The high school and its veteran teacher and coach started the same day in 1959
By BRIAN COOPER
TH executive editor
TH: How did you end up choosing Loras College?
O'Connor: I worked for a mortuary service in Council Bluffs. The owner went to Loras. Sue and I were married, and school wasn't my direction then at all. After high school, I worked in the railroad community in Omaha-Council Bluffs. The owner just says, "Why don't you look at Loras, Bernie?" He'd tell me about it. He liked it a lot. And I did.
TH: You graduated from Loras in 1959, at age 29, and started at Wahlert. What do you remember about the first day of Wahlert High School?
O'Connor: As a matter of fact, I was so anxious to get there and felt so good about it, I went out several times in the summer and just nosed my way around a little bit. I stepped in to look around and three or four guys were laying the gym floor. The guy says, "Hey, what are you doing here? I said, "I just came to look." "Nah, this is a big job. We don't want any interruptions or anything."
But very impressed. Size-wise, very impressed. And the first day of school with the young people in there -I think we began with about 1,700 or 1,800 students - corridors and lunch halls. Yeah, it was a little different than coming from Council Bluffs, Iowa, and St. Francis High School.
TH: What advice might you share with say younger parents who do face some of the challenges and the tragedies that they have to endure?
O'Connor: Right. Our little girl, Bridget, going through cancer was very, very tough on me as a person and a male. But my wife, Sue, I just couldn't believe how tough it is. And certainly I can understand more now than ever. Yeah, that was really tough. Five years old. But going through that, you've got to stick together and stick with them, no matter what.
Hopefully, your partner -- your wife or your husband -- has to be, I don't want to say on the same page, but you both have to understand. Very much so.
TH: Regarding the new Bernie O'Connor tennis facility at Wahlert. I hear that there is not a better facility for high school athletes, maybe even college athletes anywhere in the state.

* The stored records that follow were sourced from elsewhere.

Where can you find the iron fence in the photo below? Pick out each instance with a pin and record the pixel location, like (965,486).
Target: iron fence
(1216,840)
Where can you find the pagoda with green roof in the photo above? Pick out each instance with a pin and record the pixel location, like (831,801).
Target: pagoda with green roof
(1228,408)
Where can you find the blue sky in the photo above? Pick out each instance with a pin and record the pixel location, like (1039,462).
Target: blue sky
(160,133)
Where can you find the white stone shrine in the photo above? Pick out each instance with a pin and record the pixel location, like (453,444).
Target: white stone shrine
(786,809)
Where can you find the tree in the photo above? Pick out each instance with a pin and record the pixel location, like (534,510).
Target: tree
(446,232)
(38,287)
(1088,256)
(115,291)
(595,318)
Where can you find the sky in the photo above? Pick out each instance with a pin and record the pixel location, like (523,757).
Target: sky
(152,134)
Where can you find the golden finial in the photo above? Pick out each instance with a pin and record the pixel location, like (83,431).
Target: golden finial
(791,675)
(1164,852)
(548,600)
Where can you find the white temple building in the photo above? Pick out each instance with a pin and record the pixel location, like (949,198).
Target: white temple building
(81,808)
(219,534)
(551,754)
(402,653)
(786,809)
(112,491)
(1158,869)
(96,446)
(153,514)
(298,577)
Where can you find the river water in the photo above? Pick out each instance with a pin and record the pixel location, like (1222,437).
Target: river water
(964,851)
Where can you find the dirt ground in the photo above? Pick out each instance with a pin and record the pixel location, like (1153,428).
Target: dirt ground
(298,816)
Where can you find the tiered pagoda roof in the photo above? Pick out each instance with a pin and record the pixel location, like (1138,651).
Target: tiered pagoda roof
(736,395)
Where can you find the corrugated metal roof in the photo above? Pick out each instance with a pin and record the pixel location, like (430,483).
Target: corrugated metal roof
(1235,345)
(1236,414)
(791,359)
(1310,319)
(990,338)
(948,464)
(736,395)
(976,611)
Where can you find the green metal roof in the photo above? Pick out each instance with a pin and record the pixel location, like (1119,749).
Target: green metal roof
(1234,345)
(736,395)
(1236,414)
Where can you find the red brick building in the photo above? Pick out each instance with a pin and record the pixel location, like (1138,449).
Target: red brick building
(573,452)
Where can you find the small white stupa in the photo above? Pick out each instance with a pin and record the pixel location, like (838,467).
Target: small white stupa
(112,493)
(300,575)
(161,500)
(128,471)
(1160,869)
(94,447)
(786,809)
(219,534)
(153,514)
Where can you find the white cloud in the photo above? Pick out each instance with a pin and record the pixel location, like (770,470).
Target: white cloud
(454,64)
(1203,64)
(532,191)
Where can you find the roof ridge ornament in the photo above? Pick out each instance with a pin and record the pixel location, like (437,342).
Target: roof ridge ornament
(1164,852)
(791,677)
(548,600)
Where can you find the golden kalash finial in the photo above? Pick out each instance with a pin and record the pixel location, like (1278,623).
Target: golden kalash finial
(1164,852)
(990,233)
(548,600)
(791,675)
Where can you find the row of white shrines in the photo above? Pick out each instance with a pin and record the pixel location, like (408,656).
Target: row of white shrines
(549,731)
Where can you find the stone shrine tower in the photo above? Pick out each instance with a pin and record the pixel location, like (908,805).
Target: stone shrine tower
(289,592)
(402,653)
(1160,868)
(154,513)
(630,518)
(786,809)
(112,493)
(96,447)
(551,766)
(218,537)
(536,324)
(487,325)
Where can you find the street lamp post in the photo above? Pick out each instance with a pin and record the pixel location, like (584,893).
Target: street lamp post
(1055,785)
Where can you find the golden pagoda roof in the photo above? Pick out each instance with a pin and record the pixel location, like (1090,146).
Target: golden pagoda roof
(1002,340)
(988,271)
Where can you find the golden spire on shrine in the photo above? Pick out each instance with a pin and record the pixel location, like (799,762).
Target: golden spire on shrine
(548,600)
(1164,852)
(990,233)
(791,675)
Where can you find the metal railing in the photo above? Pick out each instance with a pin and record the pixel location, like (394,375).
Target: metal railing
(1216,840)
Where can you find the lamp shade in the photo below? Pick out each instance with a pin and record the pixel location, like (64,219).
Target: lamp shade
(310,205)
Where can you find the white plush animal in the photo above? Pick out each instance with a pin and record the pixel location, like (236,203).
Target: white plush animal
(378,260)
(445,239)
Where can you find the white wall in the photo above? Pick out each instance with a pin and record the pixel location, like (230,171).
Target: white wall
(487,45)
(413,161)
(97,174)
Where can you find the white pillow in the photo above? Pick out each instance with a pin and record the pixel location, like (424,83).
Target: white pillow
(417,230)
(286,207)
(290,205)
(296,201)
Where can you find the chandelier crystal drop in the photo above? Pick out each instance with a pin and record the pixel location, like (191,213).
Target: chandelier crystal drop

O'Connor: That's what I've been told. Somebody told me it's going to be someone that knows somebody that's in USTA (U.S. Tennis Association) or something like that is going to have them do a story on just the courts and stuff. It is first class. I've seen a lot of them and they're good. I just know that the way it's done and the way it was done and professionalism of it and the layout of it, it's as good as any that I have gone through and played on with our kids in tournaments and things. Our tennis kids at school are really delighted with it.